Juana de los Reyes Valencia, Tía Juana la del Pipa, wurde 1905 in Jerez de la Frontera als Tochter des Cantaors Luis “el de La Maora” geboren und wuchs mitten im Flamenco-Ambiente von Jerez auf, bis sie zu einer geborenen Bailaora wurde, die sich vor allem auf Bulerías spezialisierte. Ihr Künstlername stammt von ihrem ersten Ehemann, einem Verkäufer von Sonnenblumenkernen; in zweiter Ehe heiratete sie den Bailaor El Bizco Guzi und wurde Mutter der Cantaora Juana Fernández und des Bailaors Antonio El Pipa.

Werdegang

Trotz ihres Talents debütierte sie erst mit vierzig Jahren vor Publikum, bei einer Hommage an Tío Parrilla in der Stierkampfarena von Jerez.

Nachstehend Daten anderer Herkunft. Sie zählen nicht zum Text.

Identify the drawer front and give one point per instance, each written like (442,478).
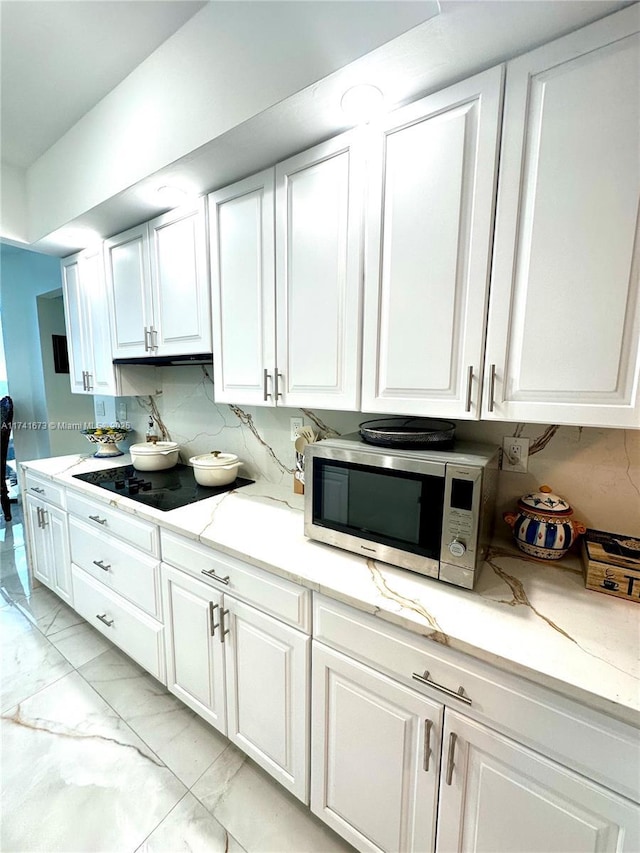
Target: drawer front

Von da an folgte eine Reihe bedeutender Auftritte: 1964 verbrachte sie zwei Monate in Las Cuevas de Nerja in Madrid mit der Gruppe “Los Viejos”, 1969 trat sie in Torres Bermejas auf und 1972 in Los Cabales, außerdem nahm sie seit den sechziger Jahren erfolgreich an andalusischen Flamenco-Festivals sowie am Concurso Nacional de Arte Flamenco von Córdoba teil.

Stil

Die Kritik bezeichnete ihren Tanz por Bulerías als “höchst eigenständig und klassisch zugleich”, eine seltene Kombination, die sie als eine Interpretin tief jerezanischer Wurzeln auszeichnete, treu der familiären Tradition, in der sie von Kindheit an aufgewachsen war.

Vermächtnis

1982 wurde ihr im Teatro Lope de Vega in Sevilla und 1985 bei der Fiesta de la Bulería in Jerez jeweils eine Hommage gewidmet, letztere gemeinsam mit Tía Anica La Piriñaca. Sie starb 1987 in Jerez de la Frontera. Sie wird als eine der großen Lehrmeisterinnen des Bailes por Bulerías aus Jerez in Erinnerung gehalten, die diese Kunst an ihre eigenen Kinder und an die nachfolgenden Generationen weitergab.